Well, well, once again the monthly non-farm payroll numbers provide the insight on the real state of the US economy. As with 2008, forget the official GDP numbers, or at least the initial ones. Forget also the the spin from those with an interest to persuade you everything is dandy, particularly those encouraging you to leverage up into this downturn. Instead, see what industry is actually doing in terms of investing in staff while central banks start to panic and reach once again for QE. Perhaps this is just a cunning plan by Trump via the Federal Reserve to encourage the likes of the ECB into doubling down on the 40% of GDP already represented by its balance sheet, but either way, there are enough bricks in place to suggest trouble ahead.

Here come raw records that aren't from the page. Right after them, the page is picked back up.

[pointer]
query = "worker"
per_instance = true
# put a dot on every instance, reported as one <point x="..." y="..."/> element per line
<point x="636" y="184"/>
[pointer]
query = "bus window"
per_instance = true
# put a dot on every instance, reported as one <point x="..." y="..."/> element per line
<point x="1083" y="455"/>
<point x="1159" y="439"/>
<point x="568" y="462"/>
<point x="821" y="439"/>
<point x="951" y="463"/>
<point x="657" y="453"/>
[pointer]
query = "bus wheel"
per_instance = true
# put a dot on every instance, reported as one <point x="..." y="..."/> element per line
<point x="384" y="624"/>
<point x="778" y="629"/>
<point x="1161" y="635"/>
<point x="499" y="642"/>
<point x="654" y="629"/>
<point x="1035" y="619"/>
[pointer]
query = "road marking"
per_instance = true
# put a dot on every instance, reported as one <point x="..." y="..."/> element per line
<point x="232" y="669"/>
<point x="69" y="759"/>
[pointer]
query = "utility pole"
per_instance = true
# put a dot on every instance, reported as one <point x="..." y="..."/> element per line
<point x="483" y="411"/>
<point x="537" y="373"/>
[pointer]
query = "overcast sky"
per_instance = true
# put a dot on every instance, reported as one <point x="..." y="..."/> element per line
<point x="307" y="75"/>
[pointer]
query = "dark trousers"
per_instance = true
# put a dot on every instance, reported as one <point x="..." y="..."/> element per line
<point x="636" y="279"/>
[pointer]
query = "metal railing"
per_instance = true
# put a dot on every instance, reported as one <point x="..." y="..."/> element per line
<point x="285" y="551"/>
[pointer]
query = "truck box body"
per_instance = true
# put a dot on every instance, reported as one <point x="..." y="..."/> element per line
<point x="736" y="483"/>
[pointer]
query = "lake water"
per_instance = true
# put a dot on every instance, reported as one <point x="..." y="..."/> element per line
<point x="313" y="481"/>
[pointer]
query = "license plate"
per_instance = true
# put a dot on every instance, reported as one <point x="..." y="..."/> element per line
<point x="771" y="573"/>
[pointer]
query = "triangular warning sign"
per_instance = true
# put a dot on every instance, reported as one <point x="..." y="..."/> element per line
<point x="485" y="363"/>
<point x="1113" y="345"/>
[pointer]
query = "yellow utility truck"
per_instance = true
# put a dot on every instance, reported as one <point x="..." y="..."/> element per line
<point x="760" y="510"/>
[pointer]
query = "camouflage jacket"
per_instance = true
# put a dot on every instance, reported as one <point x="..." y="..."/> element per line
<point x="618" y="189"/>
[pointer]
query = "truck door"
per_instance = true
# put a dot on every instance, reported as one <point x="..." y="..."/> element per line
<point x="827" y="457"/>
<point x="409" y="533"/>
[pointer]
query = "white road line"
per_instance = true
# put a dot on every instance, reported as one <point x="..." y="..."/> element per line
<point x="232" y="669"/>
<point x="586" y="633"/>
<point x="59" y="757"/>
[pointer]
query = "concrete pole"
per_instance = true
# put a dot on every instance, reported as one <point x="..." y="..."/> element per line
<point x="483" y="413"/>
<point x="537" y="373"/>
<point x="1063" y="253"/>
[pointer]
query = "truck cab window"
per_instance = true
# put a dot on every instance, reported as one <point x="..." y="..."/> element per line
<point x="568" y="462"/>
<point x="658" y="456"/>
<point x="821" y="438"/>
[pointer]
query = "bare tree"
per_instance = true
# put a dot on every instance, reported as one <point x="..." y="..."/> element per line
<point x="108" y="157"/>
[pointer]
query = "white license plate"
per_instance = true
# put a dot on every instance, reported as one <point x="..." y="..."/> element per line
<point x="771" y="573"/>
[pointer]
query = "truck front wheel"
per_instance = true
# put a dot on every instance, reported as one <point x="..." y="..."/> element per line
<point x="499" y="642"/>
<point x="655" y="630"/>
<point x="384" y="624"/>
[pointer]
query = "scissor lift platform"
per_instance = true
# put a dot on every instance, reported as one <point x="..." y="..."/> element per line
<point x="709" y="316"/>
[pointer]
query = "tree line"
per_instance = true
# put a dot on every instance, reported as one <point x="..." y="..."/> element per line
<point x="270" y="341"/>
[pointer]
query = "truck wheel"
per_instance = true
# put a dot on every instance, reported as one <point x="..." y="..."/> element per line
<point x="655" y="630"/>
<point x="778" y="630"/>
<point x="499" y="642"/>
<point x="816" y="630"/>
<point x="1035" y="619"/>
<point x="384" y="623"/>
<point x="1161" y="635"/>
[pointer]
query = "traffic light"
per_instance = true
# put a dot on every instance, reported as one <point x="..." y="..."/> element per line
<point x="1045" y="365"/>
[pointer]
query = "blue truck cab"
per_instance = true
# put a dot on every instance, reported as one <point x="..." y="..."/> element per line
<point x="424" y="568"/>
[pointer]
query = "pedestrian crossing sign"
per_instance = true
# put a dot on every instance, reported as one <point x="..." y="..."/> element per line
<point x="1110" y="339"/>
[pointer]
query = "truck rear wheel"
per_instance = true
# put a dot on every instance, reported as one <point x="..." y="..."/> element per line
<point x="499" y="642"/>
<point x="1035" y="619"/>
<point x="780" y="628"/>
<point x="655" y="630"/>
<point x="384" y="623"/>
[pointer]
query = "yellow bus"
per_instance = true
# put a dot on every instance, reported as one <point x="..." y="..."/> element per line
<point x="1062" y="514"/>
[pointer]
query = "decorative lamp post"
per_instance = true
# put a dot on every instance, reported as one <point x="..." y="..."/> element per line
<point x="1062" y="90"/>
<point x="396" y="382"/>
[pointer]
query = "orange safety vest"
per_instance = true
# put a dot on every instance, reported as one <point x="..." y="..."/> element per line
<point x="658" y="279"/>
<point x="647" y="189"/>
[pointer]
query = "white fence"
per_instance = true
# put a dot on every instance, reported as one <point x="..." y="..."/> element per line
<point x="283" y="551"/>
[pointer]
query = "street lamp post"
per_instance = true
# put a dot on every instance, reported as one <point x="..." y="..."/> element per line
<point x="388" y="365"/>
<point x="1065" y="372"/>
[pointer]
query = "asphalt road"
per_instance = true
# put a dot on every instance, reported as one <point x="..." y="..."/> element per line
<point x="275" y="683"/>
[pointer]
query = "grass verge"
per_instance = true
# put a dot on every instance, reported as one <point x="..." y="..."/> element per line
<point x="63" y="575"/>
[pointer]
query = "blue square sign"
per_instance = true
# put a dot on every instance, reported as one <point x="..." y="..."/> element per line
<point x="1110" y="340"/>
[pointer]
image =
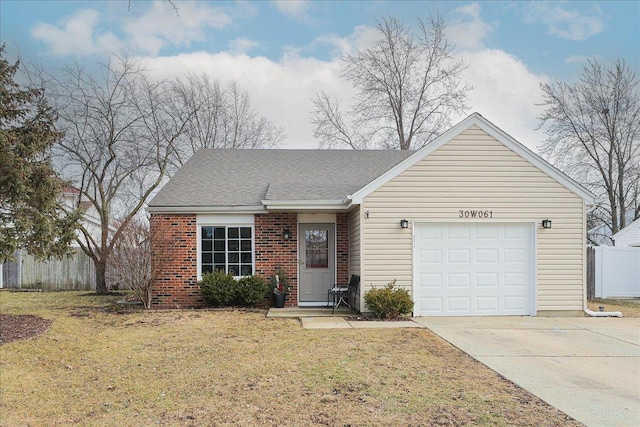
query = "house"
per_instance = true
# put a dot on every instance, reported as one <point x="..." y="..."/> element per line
<point x="474" y="223"/>
<point x="628" y="236"/>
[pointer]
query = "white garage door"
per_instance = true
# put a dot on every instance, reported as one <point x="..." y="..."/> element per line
<point x="473" y="269"/>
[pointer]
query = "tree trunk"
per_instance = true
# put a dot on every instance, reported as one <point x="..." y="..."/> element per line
<point x="101" y="279"/>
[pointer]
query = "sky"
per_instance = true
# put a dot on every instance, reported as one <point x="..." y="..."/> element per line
<point x="283" y="53"/>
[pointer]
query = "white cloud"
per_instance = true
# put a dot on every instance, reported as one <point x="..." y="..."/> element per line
<point x="506" y="93"/>
<point x="569" y="24"/>
<point x="297" y="9"/>
<point x="81" y="34"/>
<point x="77" y="35"/>
<point x="242" y="45"/>
<point x="467" y="29"/>
<point x="280" y="90"/>
<point x="151" y="31"/>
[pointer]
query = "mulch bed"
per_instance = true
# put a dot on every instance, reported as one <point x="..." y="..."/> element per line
<point x="14" y="328"/>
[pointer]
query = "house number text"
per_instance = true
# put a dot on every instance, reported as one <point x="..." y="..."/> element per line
<point x="475" y="213"/>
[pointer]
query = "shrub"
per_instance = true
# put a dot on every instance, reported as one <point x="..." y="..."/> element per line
<point x="218" y="288"/>
<point x="387" y="302"/>
<point x="250" y="291"/>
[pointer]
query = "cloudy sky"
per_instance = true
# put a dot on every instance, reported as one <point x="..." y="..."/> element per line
<point x="284" y="52"/>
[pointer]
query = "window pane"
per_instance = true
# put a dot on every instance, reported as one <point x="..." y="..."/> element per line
<point x="317" y="249"/>
<point x="219" y="233"/>
<point x="233" y="245"/>
<point x="207" y="232"/>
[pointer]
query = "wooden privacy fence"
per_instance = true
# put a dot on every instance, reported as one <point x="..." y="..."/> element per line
<point x="74" y="272"/>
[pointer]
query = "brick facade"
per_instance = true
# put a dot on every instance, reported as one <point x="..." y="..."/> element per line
<point x="272" y="251"/>
<point x="177" y="283"/>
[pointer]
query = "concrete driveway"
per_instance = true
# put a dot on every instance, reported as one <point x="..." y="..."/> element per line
<point x="588" y="368"/>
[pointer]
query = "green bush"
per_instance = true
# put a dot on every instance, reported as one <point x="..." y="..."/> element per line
<point x="387" y="302"/>
<point x="250" y="291"/>
<point x="218" y="288"/>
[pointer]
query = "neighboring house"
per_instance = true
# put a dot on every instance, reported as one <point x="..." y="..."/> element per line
<point x="473" y="242"/>
<point x="628" y="236"/>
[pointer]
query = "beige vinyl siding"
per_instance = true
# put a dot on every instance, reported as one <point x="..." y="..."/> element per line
<point x="475" y="172"/>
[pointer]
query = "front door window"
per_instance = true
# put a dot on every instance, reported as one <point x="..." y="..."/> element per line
<point x="317" y="248"/>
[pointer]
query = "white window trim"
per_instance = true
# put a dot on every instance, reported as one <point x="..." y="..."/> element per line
<point x="223" y="220"/>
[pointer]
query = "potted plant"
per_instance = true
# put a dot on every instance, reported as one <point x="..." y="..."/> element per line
<point x="280" y="286"/>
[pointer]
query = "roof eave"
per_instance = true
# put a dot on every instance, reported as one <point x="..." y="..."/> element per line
<point x="295" y="205"/>
<point x="206" y="209"/>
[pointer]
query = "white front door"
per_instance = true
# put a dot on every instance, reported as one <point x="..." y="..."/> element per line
<point x="473" y="269"/>
<point x="317" y="262"/>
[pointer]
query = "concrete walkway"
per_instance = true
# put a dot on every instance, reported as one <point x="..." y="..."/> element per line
<point x="588" y="368"/>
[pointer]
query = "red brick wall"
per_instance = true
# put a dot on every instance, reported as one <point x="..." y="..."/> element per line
<point x="342" y="247"/>
<point x="175" y="248"/>
<point x="177" y="282"/>
<point x="272" y="251"/>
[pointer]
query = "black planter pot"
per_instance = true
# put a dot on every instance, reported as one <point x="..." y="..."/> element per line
<point x="279" y="299"/>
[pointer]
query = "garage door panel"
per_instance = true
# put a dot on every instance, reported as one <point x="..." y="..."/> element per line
<point x="486" y="255"/>
<point x="431" y="256"/>
<point x="458" y="256"/>
<point x="487" y="304"/>
<point x="474" y="269"/>
<point x="487" y="233"/>
<point x="459" y="304"/>
<point x="487" y="280"/>
<point x="430" y="280"/>
<point x="460" y="280"/>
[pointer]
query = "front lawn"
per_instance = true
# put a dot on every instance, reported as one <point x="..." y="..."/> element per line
<point x="98" y="366"/>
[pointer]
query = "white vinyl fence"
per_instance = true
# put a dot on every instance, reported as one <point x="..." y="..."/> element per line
<point x="617" y="271"/>
<point x="75" y="272"/>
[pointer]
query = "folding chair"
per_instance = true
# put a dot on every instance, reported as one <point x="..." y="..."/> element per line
<point x="344" y="294"/>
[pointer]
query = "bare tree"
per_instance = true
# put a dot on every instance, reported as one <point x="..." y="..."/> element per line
<point x="409" y="87"/>
<point x="593" y="135"/>
<point x="224" y="118"/>
<point x="130" y="263"/>
<point x="121" y="131"/>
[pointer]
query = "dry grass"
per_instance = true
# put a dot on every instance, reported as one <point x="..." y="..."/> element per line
<point x="627" y="307"/>
<point x="96" y="366"/>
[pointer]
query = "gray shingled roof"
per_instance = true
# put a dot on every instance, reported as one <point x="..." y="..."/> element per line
<point x="236" y="178"/>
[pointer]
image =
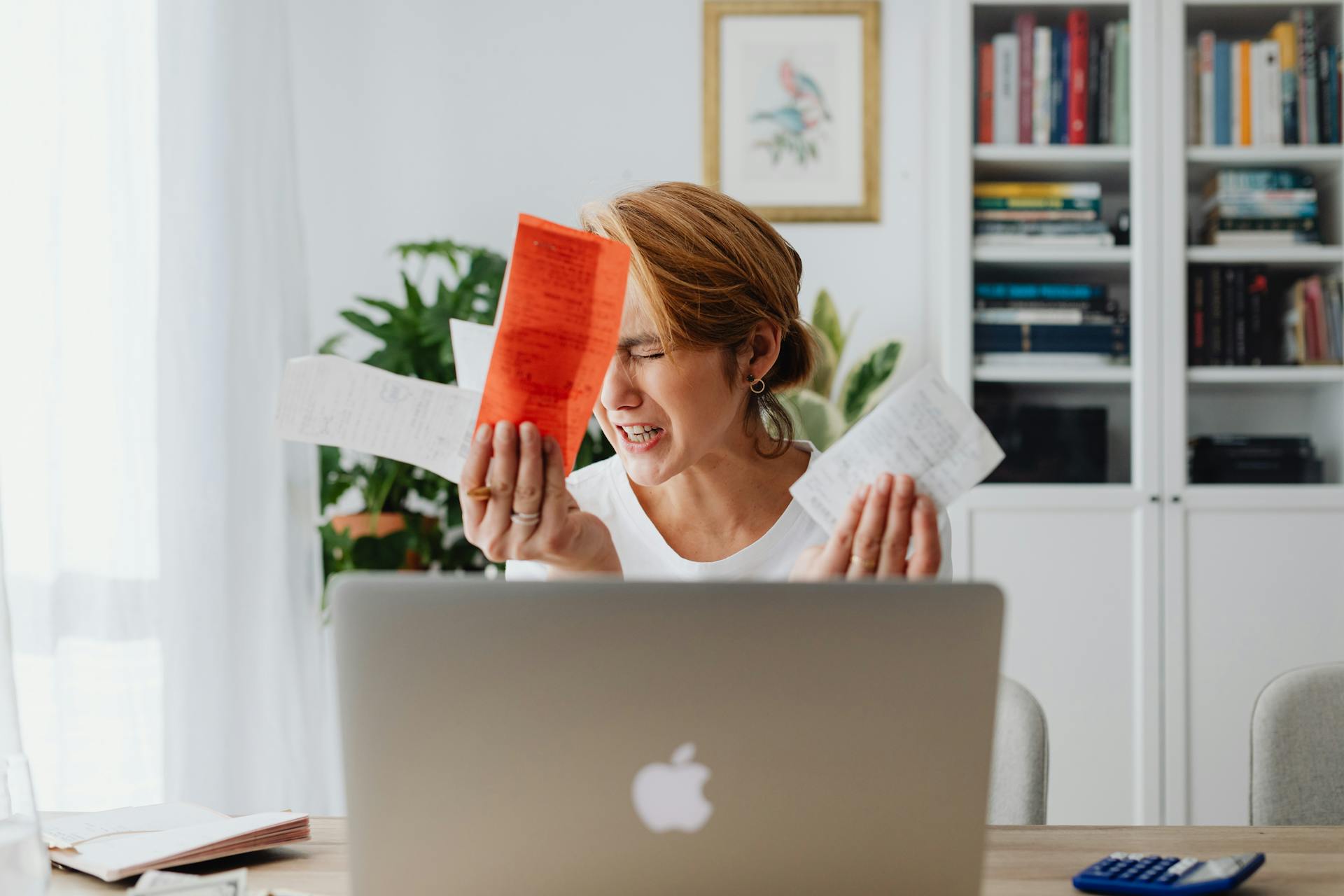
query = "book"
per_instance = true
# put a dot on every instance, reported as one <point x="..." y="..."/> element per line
<point x="1037" y="203"/>
<point x="1049" y="190"/>
<point x="121" y="843"/>
<point x="986" y="122"/>
<point x="1006" y="88"/>
<point x="1328" y="69"/>
<point x="1306" y="20"/>
<point x="1049" y="292"/>
<point x="1108" y="337"/>
<point x="1272" y="90"/>
<point x="1107" y="86"/>
<point x="1053" y="359"/>
<point x="1077" y="24"/>
<point x="1041" y="316"/>
<point x="1245" y="78"/>
<point x="1093" y="92"/>
<point x="1041" y="106"/>
<point x="1120" y="128"/>
<point x="1206" y="88"/>
<point x="1222" y="93"/>
<point x="1287" y="36"/>
<point x="1025" y="26"/>
<point x="1059" y="86"/>
<point x="1042" y="227"/>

If US employment is stalling and now also wage growth, that tells you industry is cautious and if that’s the case, then central banks may find few takers, at least credit worthy ones, for the additional liquidity pushed at them.

Strip out the changes in seasonal adjustments and MoM job growth drops to only +8k

After the strong April (+205k MoM), May was never looking too hot, particularly given the ratcheting up of US-China trade tensions, so the retreat to an OFFICIAL +90k MoM net job additions for the private sectorought no to have come as too much of a surprise. I stress the word’official’ however, as these reported figures are seasonally adjusted and sometimes the scales are weighted by changing these adjustments. For the May numbers being reported, that includes a positive adjustment of +82k relative to the previous years adjustment, suggesting an underlying rise in MoM private sector employment might have been a measly +8k instead.

+82k added to the May seasonal adjustment – convenient!

With average hourly wage growth edging back to +2.6% annualised, that doesn’t exactly suggest a private sector economy that is on fire. But then again, as we highlighted in our Q1 GDP analysis, this ought to have been obvious to even the most superficial analysis of the constituent parts to these estimates.

Not much sign of an inflationary wage spiral

Watching Trump talking up the US economy while his banker (Powell) is busily trying to turn on the monetary tap again (even to the extent of no longer portraying QE as an exceptional measure) reminds me of the time he was talking up his Atlantic City casino venues as they were collapsing.